Par Robert Darrieumerlou




* 12 août 2021, depuis l'aire de stationnement amont du Corral de las Mulas (1645 m.) en bordure de la route A 136 à Formigal, en descendant jusqu'au Corral de las Mulas (1625 m.) pour y suivre la route qui descend à droite Nord-Ouest, enjambe le Río Gállego pour remonter direction générale Sud-Ouest jusqu'à la station de Anayet (1720 m.), puis suivre direction générale Sud la piste du Barranco de la Mina jusqu'à 1930 mètres, la quitter pour remonter plein Sud en rive gauche du vallon Nord du pico Royo, et à partir du ibón de Lapazuso (2175 m.) remonter Sud-Ouest vers la brèche cotée 2371 située sur la crête entre les cotes 2394 et 2377, vers 2330 mètres progresser à gauche direction Est-Sud-Est en bordure d'un large balcon herbeux qui mène sur la crête Nord du pico Royo, la remonter à droite direction Sud en gravissant deux cheminées herbeuses successives qui mènent au sommet du pico Royo (2431 m. ou 2429 m. selon les cartes), retour avec quelques variantes pour passer par les rives du ibón de Lapazuso et en faisant un tout droit pour traverser plusieurs fois la piste du Barranco de la Mina.

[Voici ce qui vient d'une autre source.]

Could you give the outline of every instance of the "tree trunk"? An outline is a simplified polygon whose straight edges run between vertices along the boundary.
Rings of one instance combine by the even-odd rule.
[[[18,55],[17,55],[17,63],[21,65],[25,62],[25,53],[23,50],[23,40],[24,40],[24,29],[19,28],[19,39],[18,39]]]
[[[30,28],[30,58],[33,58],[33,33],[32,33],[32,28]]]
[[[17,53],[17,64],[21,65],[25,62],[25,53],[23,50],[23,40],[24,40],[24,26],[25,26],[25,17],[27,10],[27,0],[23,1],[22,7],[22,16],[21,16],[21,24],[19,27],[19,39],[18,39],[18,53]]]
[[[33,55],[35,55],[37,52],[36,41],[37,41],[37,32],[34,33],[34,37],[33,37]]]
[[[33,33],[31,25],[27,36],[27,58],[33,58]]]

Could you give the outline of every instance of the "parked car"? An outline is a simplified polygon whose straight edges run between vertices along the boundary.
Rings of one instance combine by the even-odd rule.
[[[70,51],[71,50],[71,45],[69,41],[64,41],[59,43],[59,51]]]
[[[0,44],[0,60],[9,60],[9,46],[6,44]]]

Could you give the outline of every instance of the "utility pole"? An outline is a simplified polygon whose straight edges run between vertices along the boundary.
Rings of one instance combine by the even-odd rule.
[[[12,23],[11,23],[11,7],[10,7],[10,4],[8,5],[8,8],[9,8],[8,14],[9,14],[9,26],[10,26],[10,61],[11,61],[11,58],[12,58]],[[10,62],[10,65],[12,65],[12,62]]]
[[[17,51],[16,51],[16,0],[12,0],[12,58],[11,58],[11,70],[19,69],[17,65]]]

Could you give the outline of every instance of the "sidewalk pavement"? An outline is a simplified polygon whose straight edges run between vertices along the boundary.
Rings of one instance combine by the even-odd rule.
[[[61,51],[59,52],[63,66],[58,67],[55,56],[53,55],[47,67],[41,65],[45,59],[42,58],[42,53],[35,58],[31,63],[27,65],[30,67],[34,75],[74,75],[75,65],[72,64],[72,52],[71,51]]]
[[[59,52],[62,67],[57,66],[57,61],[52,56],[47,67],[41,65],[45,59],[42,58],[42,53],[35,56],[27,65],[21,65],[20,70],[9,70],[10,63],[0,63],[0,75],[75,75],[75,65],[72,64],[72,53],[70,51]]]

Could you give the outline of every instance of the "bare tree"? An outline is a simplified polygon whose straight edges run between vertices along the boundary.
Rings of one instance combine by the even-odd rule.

Parti à 7 h30 de la nouvelle aire de stationnement située en amont du Corral de las Mulas, je passais à 8 h 05 sur le parking de la station de Anayet au moment où un escadron de militaires espagnols descendait d'un bus pour aller s'entraîner dans le secteur du pico de Anayet. A partir de 1900 mètres, les travaux des "dévoreuses de montagnes" dans le Barranco de la Mina et sur la rive droite du vallon Nord du pico Royo ressemblaient à un champ de bataille avec en prime les bruits de bombardement. Une extension du domaine skiable du secteur Anayet à Formigal
. Pour éviter de recevoir des pierres déplacées par les bulldozers travaillant en rive droite du vallon Nord du pico Royo, je remontais bien au-dessus de la rive gauche en prenant garde également aux cailloux projetés par un troupeau de brebis situé au-dessus de moi. Finies les belles évolutions hivernales dans cet ancien beau vallon, souvenirs souvenirs... Les cheminées herbeuses qui défendent le sommet du pico Royo sont raides. Après avoir remonté la première, il y a une étroite vire cairnée, horizontale en balcon qui mène à gauche au départ de la seconde cheminée de la voie normale. J'ai préféré sortir le piolet et remonter la très raide cheminée herbeuse, bordée par endroits de rochers sur lesquels on peut trouver quelques appuis, qui est dans l'alignement de la première. De 10 h15 à 11 heures j'étais au sommet du pico Royo qui offre un superbe panorama. Pour la descente j'ai utilisé mes crampons quatre doubles pointes pour franchir la très raide cheminée herbeuse. Après une pause restauration de 11 h40 à 12 h30 en bordure du ibón de Lapazuso, au passage sur la rive opposée à celle qui était travaillée par les bulldozers, un des chauffeurs m'a fait comprendre que le secteur était interdit. Je lui ai signalé n'avoir rien vu qui pouvait interdire l'accès du secteur et je lui ai demandé s'il avait signalé le danger aux brebis qui étaient à ma hauteur
. A 13 h40 je passais au parking de la station de Anayet où je découvrais le panneau "Prohibido el paso a toda persona ajena a la obra" (Passage interdit à toute personne étrangère aux travaux) qui ne se voyait pas dans le sens de la montée. A 14 h10 je retrouvais ma voiture après un dénivelé positif d'environ 880 mètres pour autant de négatif et une superbe journée chaude et ensoleillée.
Cartes 1:25000 Editorial Alpina Geo/Estel E-25 Valle de Canfranc Valle de Aísa Candanchú-Astún, 1:25000 Editorial Alpina Granollers Panticosa Formigal (édition 1992), 1:40000 Editorial Alpina Valle de Tena Sierra de Tendeñera Peña Telera et IGN es Signa.